Last week CNN and the polling firm SSRS released a poll that showed Trump prevailing in 15 critical battle ground states. They include: Arizona, Colorado, Florida, Georgia, Maine, Michigan, Minnesota, Nevada, New Hampshire, New Mexico, North Carolina, Ohio, Pennsylvania, Virginia and Wisconsin.
Among respondents within those states, Trump led the former vice president 52 percent to 45 percent. Additionally, 47 percent of voters in those states held a favorable view of Trump, compared to 45 percent for Biden.
The poll showed other troubling signs for the Democrat.
For instance, 11 months ago a Quinnipiac poll showed Biden with a 13-point advantage over Trump across the country. That lead not only has shrunk by more than half, but it was driven in large part by support for Biden by women. At that time, Quinnipiac indicated Biden outpolled Trump among women by margin of 60-34. Trump even trailed Biden among men back then, 47 percent to 46 percent.

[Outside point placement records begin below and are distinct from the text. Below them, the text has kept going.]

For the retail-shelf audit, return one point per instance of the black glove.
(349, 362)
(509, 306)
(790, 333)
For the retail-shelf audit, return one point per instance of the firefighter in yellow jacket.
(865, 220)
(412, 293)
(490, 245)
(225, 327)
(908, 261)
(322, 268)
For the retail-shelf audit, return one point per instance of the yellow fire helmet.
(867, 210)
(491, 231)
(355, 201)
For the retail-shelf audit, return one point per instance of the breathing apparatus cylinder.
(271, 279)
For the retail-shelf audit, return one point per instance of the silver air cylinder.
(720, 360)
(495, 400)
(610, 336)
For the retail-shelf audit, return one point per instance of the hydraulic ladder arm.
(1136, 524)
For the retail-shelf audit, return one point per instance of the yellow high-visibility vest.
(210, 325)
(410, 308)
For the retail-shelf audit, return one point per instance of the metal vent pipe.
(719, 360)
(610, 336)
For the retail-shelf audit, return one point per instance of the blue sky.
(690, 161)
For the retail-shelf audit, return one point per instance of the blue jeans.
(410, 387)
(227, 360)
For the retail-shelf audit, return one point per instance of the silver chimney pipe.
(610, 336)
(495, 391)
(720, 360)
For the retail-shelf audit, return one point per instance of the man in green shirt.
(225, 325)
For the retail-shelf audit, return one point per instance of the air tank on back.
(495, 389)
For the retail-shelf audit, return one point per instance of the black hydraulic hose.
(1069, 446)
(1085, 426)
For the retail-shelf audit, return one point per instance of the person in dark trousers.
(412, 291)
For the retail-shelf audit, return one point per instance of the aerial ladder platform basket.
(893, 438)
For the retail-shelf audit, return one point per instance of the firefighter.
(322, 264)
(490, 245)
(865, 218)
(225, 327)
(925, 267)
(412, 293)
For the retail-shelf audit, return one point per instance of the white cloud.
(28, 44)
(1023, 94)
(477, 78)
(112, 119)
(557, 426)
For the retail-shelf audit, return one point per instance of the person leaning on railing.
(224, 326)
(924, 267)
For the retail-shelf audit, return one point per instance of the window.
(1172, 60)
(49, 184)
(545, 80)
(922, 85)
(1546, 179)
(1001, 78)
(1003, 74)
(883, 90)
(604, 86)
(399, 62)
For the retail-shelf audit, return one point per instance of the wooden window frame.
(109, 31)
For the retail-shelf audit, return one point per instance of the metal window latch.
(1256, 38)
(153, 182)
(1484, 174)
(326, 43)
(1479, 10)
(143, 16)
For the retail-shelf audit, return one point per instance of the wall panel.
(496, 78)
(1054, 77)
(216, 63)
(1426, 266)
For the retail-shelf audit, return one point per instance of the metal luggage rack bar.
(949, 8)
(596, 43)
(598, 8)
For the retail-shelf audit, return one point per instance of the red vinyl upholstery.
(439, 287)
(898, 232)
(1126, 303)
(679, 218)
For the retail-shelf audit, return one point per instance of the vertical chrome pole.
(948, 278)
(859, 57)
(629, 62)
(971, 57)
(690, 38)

Yet the CNN/SSRS poll found that just 50 percent of women had a favorable opinion of Biden, while his support among men has dipped to 40 percent. In the more recent survey, Trump also led Biden among voters under 50.
The poll had a weakness. As The Hill reported, the CNN/SSRS survey did not sample each battleground state separately. Rather, pollsters simply surveyed residents who live in those 15 closely decided states in taking the pulse of the country at large. Which is why other polls in the states that are expected to be the most hotly contested reveal mixed results. Biden, for instance, holds slight leads in recent surveys taken in Florida, Pennsylvania and Wisconsin — while Trump is up a tad in places like Ohio and North Carolina.
It’s obvious that neither Trump nor Biden is close to declaring victory. Surely these numbers will fluctuate should the challenger ever decide to leave his basement and face Trump head-on, when Biden will have to defend his long record, his plans for the future and his mental acuity against the president’s wood-chipper campaign rhetoric.
In the wake of this poll — or any poll — it’s also worth asking why our media still engage in this horse-race aspect of who’s up or down, or why we should listen to them. After all, the most overriding question rising from the autopsy of Hillary Clinton’s defeat in the 2016 presidential election was: Why were the polls so wrong?